Americans – refusing to believe that the economic recession continues, that unemployment stubbornly flirts to 10 percent as another holiday season descends, or that they may be one paycheck away from the streets — stormed those stores with abandon.

It’s as if spending and joining the madness in the early morning hours of “Black Friday” was some strange, materialistic act of worship, a capitalistic flight of fancy to hold back the grim economic realities facing so many of us.

What is it, then? A courageous, if irrational act of defiance, a fistful of dollars shaken in the face of Misfortune?

Or, after three years of failed government economic recovery programs, each bailout or incentive seemingly more desperate than the last, is this a spasm that precedes a Depression that could be as much a downturn of the spirit as it is a tumbling economy?
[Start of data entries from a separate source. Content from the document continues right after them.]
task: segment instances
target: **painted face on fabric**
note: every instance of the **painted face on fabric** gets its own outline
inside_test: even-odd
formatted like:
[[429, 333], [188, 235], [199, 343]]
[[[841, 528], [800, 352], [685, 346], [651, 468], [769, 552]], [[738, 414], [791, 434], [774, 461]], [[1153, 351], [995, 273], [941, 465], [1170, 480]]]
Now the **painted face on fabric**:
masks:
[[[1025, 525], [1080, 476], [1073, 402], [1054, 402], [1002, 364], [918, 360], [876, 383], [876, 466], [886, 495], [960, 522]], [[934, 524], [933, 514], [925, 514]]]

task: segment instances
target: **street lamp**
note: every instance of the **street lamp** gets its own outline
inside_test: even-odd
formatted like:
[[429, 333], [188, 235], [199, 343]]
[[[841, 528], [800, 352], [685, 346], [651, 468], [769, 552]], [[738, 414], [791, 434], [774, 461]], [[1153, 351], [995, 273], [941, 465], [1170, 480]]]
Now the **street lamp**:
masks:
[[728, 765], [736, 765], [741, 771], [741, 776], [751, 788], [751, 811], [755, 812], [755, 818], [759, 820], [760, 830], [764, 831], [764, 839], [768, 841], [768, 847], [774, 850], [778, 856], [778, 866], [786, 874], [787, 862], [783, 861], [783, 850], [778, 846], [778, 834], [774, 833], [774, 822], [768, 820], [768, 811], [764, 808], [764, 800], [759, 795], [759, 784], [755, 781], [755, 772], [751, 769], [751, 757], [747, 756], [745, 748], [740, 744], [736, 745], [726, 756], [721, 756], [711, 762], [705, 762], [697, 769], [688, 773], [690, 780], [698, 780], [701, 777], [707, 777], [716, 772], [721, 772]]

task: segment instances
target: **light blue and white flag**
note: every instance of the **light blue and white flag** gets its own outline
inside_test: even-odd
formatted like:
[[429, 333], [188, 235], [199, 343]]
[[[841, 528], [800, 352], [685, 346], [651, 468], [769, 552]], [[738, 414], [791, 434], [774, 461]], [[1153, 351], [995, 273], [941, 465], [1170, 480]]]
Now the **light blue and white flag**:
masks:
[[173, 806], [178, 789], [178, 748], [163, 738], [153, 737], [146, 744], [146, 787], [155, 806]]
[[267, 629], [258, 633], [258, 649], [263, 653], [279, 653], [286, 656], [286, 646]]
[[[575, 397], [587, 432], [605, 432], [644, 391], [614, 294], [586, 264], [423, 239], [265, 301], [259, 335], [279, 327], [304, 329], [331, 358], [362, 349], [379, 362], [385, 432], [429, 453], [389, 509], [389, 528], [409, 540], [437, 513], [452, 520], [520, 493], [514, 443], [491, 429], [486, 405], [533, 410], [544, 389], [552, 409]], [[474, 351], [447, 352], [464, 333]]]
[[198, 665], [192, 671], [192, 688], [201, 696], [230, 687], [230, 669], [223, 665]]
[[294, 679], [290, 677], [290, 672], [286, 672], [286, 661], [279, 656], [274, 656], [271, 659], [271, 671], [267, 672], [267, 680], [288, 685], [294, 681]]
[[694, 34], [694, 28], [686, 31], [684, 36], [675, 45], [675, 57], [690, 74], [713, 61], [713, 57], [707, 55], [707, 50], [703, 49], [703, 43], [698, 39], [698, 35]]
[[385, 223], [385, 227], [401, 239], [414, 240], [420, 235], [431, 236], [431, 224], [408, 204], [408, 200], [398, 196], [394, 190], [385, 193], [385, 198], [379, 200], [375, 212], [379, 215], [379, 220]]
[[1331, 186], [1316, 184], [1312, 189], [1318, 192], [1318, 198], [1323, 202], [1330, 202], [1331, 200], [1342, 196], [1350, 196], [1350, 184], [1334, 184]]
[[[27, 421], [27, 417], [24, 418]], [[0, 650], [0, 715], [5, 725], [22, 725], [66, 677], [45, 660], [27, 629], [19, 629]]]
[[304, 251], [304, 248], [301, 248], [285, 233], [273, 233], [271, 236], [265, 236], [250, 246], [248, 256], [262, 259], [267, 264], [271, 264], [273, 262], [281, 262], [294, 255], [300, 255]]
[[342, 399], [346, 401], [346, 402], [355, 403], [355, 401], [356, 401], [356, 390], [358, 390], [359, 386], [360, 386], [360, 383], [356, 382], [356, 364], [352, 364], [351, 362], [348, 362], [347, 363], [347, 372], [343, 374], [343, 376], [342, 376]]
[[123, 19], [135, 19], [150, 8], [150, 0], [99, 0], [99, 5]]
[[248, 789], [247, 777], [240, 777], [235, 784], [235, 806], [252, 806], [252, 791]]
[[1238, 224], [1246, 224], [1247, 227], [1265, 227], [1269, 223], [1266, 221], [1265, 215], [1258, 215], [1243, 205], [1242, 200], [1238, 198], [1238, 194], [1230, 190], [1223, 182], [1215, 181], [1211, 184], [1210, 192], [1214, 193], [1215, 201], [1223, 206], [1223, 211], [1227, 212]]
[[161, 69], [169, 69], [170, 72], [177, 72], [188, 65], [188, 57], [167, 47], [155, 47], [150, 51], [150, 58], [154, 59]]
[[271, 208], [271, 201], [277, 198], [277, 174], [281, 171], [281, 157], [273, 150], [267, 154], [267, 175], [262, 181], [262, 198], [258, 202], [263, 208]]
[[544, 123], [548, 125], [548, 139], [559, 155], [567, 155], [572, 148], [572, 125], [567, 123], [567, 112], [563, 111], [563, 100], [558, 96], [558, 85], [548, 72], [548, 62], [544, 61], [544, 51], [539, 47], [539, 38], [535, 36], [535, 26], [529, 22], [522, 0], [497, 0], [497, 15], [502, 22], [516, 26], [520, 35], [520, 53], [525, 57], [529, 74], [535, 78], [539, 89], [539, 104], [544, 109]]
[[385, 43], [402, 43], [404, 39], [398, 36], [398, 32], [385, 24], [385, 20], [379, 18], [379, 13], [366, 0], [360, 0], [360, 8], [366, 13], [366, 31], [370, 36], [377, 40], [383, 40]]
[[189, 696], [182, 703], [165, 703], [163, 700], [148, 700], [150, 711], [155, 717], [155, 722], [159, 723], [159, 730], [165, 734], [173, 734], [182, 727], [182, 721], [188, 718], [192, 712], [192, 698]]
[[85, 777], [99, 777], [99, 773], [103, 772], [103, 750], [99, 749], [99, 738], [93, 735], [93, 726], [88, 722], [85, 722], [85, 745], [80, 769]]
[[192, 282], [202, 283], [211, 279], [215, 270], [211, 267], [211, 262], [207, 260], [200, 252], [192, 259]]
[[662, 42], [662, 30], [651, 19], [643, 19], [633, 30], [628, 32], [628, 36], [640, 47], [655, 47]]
Whether this headlong flight into the spending abyss is an act of despair, hope, or even faith in the “religion” America has so long embraced, i.e. the “Almighty Dollar,” it isn’t working.

My take? Before we became economically bankrupt, we willingly became culturally, and spiritually bankrupt.

On this Black Friday, 2011, fist fights, shoppers protecting their finds with pepper spray, even gunfights in store aisles over video gaming systems have made headlines.

People over the top. Human sharks smelling blood in the water.

Our "god" has abandoned us

And for every one such extreme example, there are hundreds more folks out there just looking for some kind of victory in their lives, even if it is getting the last of the 32-inch flat screen TVs going for $199, or snatching that hard-to-find toy from another’s hands.

Come the New Year, the debt hangover will hit. The escape will end. Reality will demand its due.

And that hole inside, where meaning and purpose used to be so treasured, will yawn as deep and raw as ever.

Will we, finally, find our faith? In ourselves, our neighbors, our God?